'Group 5-6' volunteers lend big hand at Boys & Girls Club
By Phyllis Moore
Published in News on August 1, 2012 1:46 PM
Staff Sgt. James Ward of Seymour Johnson Air Force Base stands next to a display at the Boys & Girls Club expressing appreciation to him and "Group 5-6," the volunteers he enlisted to mentor youth and help with maintenance projects at the Royall Avenue site.
Marvin Ford recalls getting a call a few months ago from a man at Seymour Johnson Air Force Base who was interested in volunteering at the Boys & Girls Club.
Appreciative as always, Ford, the unit director at the Royall Avenue site, admits now that he was not prepared for just how much Staff Sgt. James Ward would contribute.
"Sgt. Ward had come up with the idea of giving back," Ford says now. "A couple in his group were past members of the Boys & Girls Club where they had come from."
Ford said he took several from the military group on a tour of the facility, where they took note of a few projects that required attention.
"They immediately went to work," Ford said. "They re-sanded and re-stained all the bookshelves to our learning center."
Since April, the volunteers have pitched in wherever needed -- refurbishing and upgrading computers, refurbishing a pool table at the center, repairing a fence.

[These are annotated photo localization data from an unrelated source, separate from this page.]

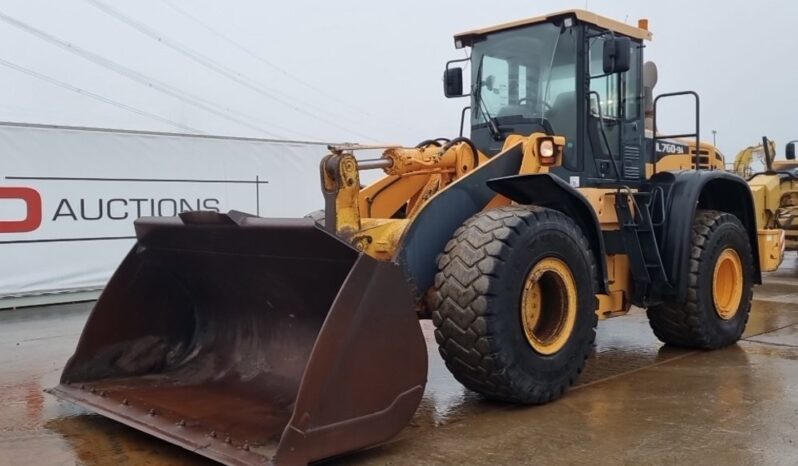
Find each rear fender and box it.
[653,170,762,302]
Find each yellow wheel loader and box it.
[737,137,798,250]
[51,9,788,465]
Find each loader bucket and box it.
[50,211,427,465]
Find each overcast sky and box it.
[0,0,795,159]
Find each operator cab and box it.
[444,9,651,187]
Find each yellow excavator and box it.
[51,9,788,465]
[732,137,776,177]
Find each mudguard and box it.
[486,173,609,294]
[395,143,525,302]
[651,170,762,302]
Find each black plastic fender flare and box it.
[394,143,526,303]
[485,173,609,294]
[652,170,761,302]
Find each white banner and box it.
[0,123,332,304]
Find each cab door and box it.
[586,32,644,184]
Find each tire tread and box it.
[647,210,752,349]
[431,205,597,404]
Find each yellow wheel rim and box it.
[712,248,743,320]
[520,257,578,355]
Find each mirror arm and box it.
[589,72,615,80]
[459,106,471,137]
[445,57,470,69]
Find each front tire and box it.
[647,210,754,349]
[430,206,597,404]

"Group 5-6," a name reflecting the military pay table, E-5 and E-6, staff and tech sergeants, is comprised of NCOs, or non-commissioned officers.
Ward, treasurer of the group, said the idea of volunteering took root when he realized military volunteers were lacking at the Boys & Girls Club.
"Our mission is to provide leadership for the airmen and also community involvement," he said. "I made that my personal mission."
Their role is two-fold, he explained. In addition to the teams that do facilities improvement projects at the club, they also serve as mentors to the youth.
"We have about 117 active members," he said. "Since we started going out, we have gotten over 90 different volunteers from the base and have been able to accumulate almost 400 volunteer hours."
Group 5-6 has been very dedicated, Ford noted.
"The interaction from the group is amazing," he said. "Right away, the kids just latched on. Some of the kids don't have a true mother figure and grabbed onto the females (in the group) or don't have a father figure so latched onto them."
But it's the 28-year-old father of two that has been especially impressive, the director says.
Ward can be found at the club almost daily, with or without members of the group.
"Everywhere you need him to be, he's just been a God-sent blessing," Ford says. "He and his group. I give him more credit because he's here daily."
The staff sergeant simply has a way about him that earns respect from all ages, Ford said.
"Instead of suspending kids, he sort of serves as a disciplinarian right now," he said. "If they've gotten into some mischief, he puts them to work instead of sending them home. They respect him enough, they realize that they made a mistake; they chose their path.
"He motivates them. They show up with a smile on their face. Even though they know they have to perform a task, they're smiling."
Ward has definitely gone above and beyond, Ford said -- taking youth on field trips or to the pool, often on his own personal time.
"How does somebody so young be dedicated to all this volunteerism?" he asked. "He said, 'Sometimes things in life make life changes in you' ... All his free time is thinking about what he can for somebody else.
"He's an awesome individual. Anything you mention, he's out trying to get it. I could talk all day, because of all the things he does."
In some ways, he's as devoted as any staff member, Ford said.
"He's on time and he's the last one to leave," he said. "Even this (past) week, when he was on leave. Who takes their whole leave time and comes to the club and leaves at 5 o'clock?"